18 0x0000000000000000 in ?? ()

(gdb)

would you please tell me how to capture the messages , or messages which are involving localhost in setup , and how to check whether local resolver is set.

please help ,thank you! backtrace1107.log

dragos-oancea commented 2 years ago

can you try this PR ? https://github.com/freeswitch/sofia-sip/pull/130 . you must rebuild and reinstall sofia-sip. then rebuild FS. the bug looks related to the code resolving ipv6 / AAAA

dxhgq-github commented 2 years ago

thank you ,I try it .

dxhgq-github commented 2 years ago

hello

I have downloaded and rebuilt the sofia-sip and freeswitch from freeswitch/sofia-sip#130, but FS still crashed after 18 hours running ,error message is chaned from FPE to SIGABRT.

Core was generated by `/usr/local/fs1.10.7/bin/freeswitch -nonat'. Program terminated with signal SIGABRT, Aborted.

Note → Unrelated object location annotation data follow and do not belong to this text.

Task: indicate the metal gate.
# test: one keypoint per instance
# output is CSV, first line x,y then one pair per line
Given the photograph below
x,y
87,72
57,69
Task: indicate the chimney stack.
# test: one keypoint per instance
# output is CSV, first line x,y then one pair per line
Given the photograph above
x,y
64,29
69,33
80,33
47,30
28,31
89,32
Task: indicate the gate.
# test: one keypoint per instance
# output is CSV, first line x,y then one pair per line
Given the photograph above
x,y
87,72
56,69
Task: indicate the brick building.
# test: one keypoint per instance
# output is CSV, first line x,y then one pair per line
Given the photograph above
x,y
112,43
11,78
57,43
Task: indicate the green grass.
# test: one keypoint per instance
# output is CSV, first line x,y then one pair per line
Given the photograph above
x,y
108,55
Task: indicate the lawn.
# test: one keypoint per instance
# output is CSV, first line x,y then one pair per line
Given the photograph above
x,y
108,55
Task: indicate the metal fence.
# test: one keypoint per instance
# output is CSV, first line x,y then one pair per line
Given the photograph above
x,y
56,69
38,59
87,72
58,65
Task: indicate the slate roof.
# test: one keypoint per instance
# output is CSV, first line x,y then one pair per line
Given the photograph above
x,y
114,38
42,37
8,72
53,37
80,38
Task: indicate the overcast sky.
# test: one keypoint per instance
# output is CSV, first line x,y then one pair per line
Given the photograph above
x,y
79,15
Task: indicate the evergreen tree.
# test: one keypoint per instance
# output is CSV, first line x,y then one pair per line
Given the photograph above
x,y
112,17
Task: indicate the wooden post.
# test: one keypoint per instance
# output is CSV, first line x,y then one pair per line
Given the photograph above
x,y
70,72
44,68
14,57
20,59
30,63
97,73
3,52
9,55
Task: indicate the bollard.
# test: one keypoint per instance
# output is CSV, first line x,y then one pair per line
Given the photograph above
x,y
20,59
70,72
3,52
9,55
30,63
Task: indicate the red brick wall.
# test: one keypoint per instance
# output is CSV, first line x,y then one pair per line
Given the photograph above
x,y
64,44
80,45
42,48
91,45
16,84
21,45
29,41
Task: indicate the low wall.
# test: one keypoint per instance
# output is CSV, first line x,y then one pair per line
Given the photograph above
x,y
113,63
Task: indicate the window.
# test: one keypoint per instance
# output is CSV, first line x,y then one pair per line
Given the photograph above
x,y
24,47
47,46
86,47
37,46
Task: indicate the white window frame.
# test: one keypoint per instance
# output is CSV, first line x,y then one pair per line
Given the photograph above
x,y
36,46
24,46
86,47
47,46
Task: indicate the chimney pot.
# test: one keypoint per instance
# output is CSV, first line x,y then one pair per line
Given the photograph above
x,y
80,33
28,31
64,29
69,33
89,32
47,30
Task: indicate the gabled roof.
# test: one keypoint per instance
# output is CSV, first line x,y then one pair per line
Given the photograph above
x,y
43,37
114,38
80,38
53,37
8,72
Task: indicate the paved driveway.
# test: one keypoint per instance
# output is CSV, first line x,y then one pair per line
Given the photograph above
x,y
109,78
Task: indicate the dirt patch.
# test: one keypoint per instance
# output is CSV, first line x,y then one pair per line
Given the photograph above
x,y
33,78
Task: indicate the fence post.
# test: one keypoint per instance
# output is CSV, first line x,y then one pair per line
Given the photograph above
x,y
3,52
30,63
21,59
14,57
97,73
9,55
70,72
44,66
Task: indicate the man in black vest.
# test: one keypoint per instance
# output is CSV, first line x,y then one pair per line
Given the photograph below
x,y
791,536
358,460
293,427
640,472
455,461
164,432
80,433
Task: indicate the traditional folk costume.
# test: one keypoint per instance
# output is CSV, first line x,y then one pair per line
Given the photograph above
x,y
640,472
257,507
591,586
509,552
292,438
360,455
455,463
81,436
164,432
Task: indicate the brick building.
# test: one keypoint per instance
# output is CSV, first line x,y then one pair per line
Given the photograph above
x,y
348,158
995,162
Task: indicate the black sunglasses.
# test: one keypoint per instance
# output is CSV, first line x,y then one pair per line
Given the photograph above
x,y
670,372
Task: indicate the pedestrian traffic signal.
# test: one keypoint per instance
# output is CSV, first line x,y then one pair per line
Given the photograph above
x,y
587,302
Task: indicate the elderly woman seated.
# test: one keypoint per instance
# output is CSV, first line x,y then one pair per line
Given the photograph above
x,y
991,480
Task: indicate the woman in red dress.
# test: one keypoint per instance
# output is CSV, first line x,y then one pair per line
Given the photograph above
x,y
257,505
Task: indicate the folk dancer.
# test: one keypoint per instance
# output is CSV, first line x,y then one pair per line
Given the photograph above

0 0x00007f9a3713a337 in ssignal () from /lib64/libc.so.6

[Current thread is 1 (LWP 152931)] (gdb) (gdb) (gdb) (gdb) bt

0 0x00007f9a3713a337 in ssignal () from /lib64/libc.so.6

1 0x00007f9a3713ba28 in abort () from /lib64/libc.so.6

2 0x00007f9a3717ce87 in __libc_message () from /lib64/libc.so.6

3 0x00007f9a37185679 in _int_free () from /lib64/libc.so.6

4 0x00007f9a38b77c06 in sub_alloc (home=0x7f99ec42fa40, sub=0x7f99ec34e6e0, size=80,

zero=do_calloc) at su_alloc.c:478

5 0x00007f9a38b798e3 in su_zalloc (home=0x7f99ec42fa40, size=80) at su_alloc.c:1577

6 0x00007f9a38b01d4b in outgoing_make_a_aaaa_query (orq=0x7f99ec430dc0) at nta.c:10463

7 0x00007f9a38b01350 in outgoing_resolve_next (orq=0x7f99ec430dc0) at nta.c:10244

8 0x00007f9a38b02e88 in outgoing_answer_srv (orq=0x7f99ec430dc0, q=0x7f99ec430fe0,

answers=0x7f99ec356780) at nta.c:10830

9 0x00007f9a38b6c2c8 in sres_query_report_error (q=0x7f99ec430fe0, answers=0x7f99ec356780)

at sres.c:2991

10 0x00007f9a38b6c675 in sres_resend_dns_query (res=0x7f99ec002990, q=0x7f99ec430fe0,

timeout=0) at sres.c:3091

11 0x00007f9a38b6d5c2 in sres_resolver_report_error (res=0x7f99ec002990, socket=229,

errcode=111, remote=0x7f9a22062560, remotelen=16, 
info=0x7f9a220624e0 "icmp type=3 code=3 reported by 127.0.0.1") at sres.c:3440

12 0x00007f9a38b6d281 in sres_resolver_error (res=0x7f99ec002990, socket=229) at sres.c:3354

13 0x00007f9a38b72f20 in sres_sofia_poll (magic=0x7f9a00001180, w=0x7f99ec20d494,

reg=0x7f99ec0037c0) at sresolv.c:357

14 0x00007f9a38b8479a in su_epoll_port_wait_events (self=0x7f99ec0008c0, tout=695)

at su_epoll_port.c:510

15 0x00007f9a38b80b9a in su_base_port_run (self=0x7f99ec0008c0) at su_base_port.c:349

16 0x00007f9a38b7ce4a in su_port_run (self=0x7f99ec0008c0) at su_port.h:326

17 0x00007f9a38b7df24 in su_root_run (self=0x7f99ec001130) at su_root.c:819

18 0x00007f9a38b81956 in su_pthread_port_clone_main (varg=0x7f9a237d6450)

at su_pthread_port.c:343

19 0x00007f9a37bade65 in start_thread () from /lib64/libpthread.so.0

20 0x00007f9a3720288d in __libc_ifunc_impl_list () from /lib64/libc.so.6

21 0x0000000000000000 in ?? ()

(gdb)

please help,thank you! backtrace20220521.log

dragos-oancea commented 2 years ago

I pushed another commit and rebased the branch, so you'll get more fixes. please test.